Während für die Schlüterstraße die Stadt Erkrath zuständig ist, ist für die Kreuzstraße der Kreis Mettmann zuständig. Somit müssen unterschiedliche Vorgaben unter einen Hut gebracht werden, sowohl von der Stadt und dem Kreis, als auch rechtliche Anforderungen. Zum Beispiel muss die Ampelschaltung, die manchen Autofahrern als zu lange vorkommt, auch Fahrradfahrer berücksichtigen. Wenn der Radler über die grüne Ampel fährt, kann er nicht auf halber Strecke schon Gegenverkehr bekommen.

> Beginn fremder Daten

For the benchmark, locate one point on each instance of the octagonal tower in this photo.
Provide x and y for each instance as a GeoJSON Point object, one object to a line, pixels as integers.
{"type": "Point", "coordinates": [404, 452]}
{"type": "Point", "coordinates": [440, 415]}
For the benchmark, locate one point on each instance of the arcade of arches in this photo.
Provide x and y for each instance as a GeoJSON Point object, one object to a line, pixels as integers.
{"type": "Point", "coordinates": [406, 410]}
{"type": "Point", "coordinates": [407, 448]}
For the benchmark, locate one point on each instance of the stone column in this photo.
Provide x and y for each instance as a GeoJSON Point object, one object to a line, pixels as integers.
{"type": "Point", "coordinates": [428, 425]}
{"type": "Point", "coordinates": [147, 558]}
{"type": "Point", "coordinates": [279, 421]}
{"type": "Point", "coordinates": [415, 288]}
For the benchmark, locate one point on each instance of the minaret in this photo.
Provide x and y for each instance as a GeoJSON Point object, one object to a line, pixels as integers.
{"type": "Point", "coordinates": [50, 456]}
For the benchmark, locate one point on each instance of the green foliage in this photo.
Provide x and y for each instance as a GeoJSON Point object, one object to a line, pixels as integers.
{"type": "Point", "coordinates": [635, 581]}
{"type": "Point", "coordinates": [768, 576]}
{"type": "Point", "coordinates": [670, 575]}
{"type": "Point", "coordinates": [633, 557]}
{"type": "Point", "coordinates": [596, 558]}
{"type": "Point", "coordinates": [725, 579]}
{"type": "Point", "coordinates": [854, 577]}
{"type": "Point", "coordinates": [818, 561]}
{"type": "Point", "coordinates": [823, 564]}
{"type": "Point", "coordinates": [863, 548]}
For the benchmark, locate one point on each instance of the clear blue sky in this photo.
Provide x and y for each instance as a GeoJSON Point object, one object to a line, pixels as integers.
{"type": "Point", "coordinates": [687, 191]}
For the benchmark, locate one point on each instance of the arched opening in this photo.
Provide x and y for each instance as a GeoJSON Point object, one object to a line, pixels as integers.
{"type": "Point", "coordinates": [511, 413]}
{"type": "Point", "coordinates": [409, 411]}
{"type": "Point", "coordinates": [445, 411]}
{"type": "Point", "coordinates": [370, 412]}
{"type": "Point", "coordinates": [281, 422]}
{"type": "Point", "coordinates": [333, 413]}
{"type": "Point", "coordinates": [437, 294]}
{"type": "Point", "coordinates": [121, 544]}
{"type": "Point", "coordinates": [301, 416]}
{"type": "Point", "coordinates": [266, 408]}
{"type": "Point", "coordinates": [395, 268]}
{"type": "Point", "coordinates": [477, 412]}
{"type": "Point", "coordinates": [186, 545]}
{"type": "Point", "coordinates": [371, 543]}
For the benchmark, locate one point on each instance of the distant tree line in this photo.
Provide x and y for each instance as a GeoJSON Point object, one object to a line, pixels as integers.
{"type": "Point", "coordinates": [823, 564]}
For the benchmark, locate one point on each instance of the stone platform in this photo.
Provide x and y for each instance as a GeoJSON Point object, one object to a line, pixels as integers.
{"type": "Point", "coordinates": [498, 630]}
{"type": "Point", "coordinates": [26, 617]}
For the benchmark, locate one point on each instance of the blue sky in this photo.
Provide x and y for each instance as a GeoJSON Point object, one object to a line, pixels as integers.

Über den besonderen Ampel-Knopf für Fußgänger schrieb ich schon. Ursprünglich war für den dritten Bauabschnitt eine zweispurige Verkehrsführung auf der Kreuzstraße geplant (Skizze auf erkrath.de), wegen zusätzlichen Arbeiten an der Trinkwasserleitung war das dann aber nicht mehr möglich. Übringens, nicht nur die Bürger müssen an der Baustellen-Ampel die Nerven behalten: Fast die ganzen Mitarbeiter der Stadtverwaltung von Rathaus und Kaiserhof müssen über die Kanalbau-Baustelle fahren. Es sieht danach aus, als würde der Zeitplan bis Ende Februar eingehalten werden.
Mehrschichtarbeit ist auch nicht möglich: Diese muss durch die Bezirksregierung genehmigt werden, dies wäre hier aber nicht genehmigungsfähig. Nur Ausnahmen wie beispielsweise eine Vollsperrung würde zu einer solchen Genehmigung führen, und auch das nur, weil die Kreuzstraße Teil der Umgehungsstrecke der Autobahnen ist. Daneben würden die Kosten etwa drei mal so hoch sein, die beim Kanalbau ohnehin schon erhöhte Unfallgefahr würde noch mehr steigen und die Nachtarbeiten wären eine Lärmbelästigung für die Anwohner des Mehrfamilienhauses an der Ecke Schlüterstraße / Am Wimmersberg.

Zu den Asphaltarbeiten: Unten auf der Schlüterstraße musste ein Stück weiter asphaltiert werden als die Kanalbauarbeiten waren, da die Straße dort bereits so abgenutzt war, dass es keinen glatten Übergang von neuer Asphaltdecke auf alte Asphaltdecke gegeben hätte. Hier an der Ecke erkennt man in der Mitte des neuen Asphalts eine Linie. Auf der linken Seite ist bereits fertig asphaltiert, die rechte Seite wurde manuell provisorisch mit Asphalt gefüllt, um die Abbiegespur freizugeben.